欧米の緩和縮小、引き締め転換は欧米景気の強さの表れで、日本の輸出にはプラスですが、中国など新興市場には大きな負担となります。
これまでの大規模緩和に乗って、世界の投資マネーは新興市場にも流れ込んでいたのですが、欧米が緩和の修正に出ると、真っ先にこれらの資金が引き揚げられるからです。日本の場合、経済の関わりが大きい中国が打撃を受けることで、3万社を超える中国と関わる日本企業を中心に逆風となります。
国際決済銀行(BIS)のデータなどによると、中国の総債務残高はGDPの3倍を超えていて、中国政府はこのところ過剰債務の整理を余儀なくされています。この中にはドル建て債務も多く、ドル高やドル金利の上昇は人民元での返済額が増える分、中国企業の負担を大きくします。実際、FRBが緩和の修正姿勢を見せるようになってドル高、人民元安が進んでいます。
これを回避するには、中国もFRBに合わせて金融を引き締め気味にすればよいのですが、それで人民元安が回避されても、国内金融が引き締められ、金利高、流動性の抑制となると、中国企業が資金繰りに窮すことになり、景気を圧迫します。バイデン政権はそれを承知の上で、つまり中国攻撃の一環として、FRBの緩和縮小を利用しようとしているとの見方も一部であります。
中国は日本にとって最大の輸出相手で、比率にして2割強を占めています。

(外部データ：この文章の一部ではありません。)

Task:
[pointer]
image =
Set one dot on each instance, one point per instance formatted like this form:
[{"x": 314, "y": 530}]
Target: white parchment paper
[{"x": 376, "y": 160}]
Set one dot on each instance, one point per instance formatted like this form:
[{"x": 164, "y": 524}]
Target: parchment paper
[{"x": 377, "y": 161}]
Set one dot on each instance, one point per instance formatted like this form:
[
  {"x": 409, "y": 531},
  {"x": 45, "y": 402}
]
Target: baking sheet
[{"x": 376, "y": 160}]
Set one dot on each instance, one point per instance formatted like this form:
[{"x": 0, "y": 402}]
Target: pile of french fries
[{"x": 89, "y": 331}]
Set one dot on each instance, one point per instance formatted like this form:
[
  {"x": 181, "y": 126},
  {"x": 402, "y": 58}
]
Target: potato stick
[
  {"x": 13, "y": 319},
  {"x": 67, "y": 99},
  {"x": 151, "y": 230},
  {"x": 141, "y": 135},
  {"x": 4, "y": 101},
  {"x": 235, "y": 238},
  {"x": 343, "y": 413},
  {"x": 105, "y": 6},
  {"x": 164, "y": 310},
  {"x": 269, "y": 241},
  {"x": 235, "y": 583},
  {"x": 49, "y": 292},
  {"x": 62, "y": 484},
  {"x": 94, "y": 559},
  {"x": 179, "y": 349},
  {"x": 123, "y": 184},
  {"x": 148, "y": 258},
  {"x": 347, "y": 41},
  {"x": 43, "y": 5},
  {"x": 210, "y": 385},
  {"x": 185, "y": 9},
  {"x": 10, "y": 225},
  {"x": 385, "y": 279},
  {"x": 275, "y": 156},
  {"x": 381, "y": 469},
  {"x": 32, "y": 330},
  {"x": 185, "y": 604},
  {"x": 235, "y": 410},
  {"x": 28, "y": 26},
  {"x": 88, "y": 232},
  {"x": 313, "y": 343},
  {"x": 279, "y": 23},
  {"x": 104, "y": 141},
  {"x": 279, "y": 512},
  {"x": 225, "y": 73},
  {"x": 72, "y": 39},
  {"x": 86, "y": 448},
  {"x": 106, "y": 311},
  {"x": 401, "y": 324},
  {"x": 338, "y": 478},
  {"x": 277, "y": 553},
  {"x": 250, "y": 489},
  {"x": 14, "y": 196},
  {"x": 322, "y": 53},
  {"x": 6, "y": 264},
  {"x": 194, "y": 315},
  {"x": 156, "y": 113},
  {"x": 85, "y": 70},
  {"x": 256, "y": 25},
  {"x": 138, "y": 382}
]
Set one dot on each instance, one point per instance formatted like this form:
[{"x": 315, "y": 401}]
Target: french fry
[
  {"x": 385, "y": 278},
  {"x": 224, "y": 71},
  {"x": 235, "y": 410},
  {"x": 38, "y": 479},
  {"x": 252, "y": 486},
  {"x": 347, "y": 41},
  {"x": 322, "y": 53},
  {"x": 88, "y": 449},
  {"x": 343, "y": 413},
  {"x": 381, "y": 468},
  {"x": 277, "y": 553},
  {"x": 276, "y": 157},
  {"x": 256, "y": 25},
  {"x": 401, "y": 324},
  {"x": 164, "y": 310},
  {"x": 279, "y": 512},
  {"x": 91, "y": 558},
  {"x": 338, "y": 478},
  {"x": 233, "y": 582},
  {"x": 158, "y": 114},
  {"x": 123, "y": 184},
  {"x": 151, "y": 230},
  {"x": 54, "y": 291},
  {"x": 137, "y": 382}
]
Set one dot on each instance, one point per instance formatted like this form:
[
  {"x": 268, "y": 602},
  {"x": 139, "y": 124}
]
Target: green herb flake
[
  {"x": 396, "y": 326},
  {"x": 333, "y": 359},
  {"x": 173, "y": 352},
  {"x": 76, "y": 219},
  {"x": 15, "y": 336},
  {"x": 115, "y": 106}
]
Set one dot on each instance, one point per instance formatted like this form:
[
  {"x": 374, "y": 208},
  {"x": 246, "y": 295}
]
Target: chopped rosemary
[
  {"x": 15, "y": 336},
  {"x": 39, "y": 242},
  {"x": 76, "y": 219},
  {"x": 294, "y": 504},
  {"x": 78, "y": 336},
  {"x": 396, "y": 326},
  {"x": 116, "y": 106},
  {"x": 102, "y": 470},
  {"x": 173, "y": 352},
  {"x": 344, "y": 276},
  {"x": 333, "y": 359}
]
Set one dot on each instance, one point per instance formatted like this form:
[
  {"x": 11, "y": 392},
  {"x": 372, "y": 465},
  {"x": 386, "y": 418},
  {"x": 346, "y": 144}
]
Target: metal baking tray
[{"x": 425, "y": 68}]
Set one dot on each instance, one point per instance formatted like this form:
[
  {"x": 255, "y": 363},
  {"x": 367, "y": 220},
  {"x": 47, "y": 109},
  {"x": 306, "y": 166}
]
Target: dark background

自動車や流通など多くの企業が中国に進出しています。米国の締め付けが厳しくなる中で、金融政策面からも中国攻撃が行われると、中国景気の悪化を通じて日本の景気を冷やすことになり、欧米景気の改善という追い風を打ち消す懸念があります。
日本の金融機関には朗報も
反面、行き過ぎた金融緩和で収益を圧迫されてきた日本の金融機関には朗報です。
本来、金融政策ではその効果をあげるために国際協調がなされます。欧米が緩和の修正、引き締めに転じるのであれば、日銀もこれに追随するのが通例です。もっとも、感染がまた拡大しそうな今の日本経済の不安な状況からすれば、日銀がすぐに引き締め転換とはいきません。
それでも、これ以上の追加緩和圧力はかかりにくくなります。欧米の金利が上昇すれば、日本の金利にも上昇圧力がかかり、金融機関の採算を改善します。そして為替は円安に向かいやすくなります。日本が欧米よりも緩和的になり、相対的に金利が低くなるためです。輸出企業には朗報で、円高恐怖症の政府日銀にも安心材料となります。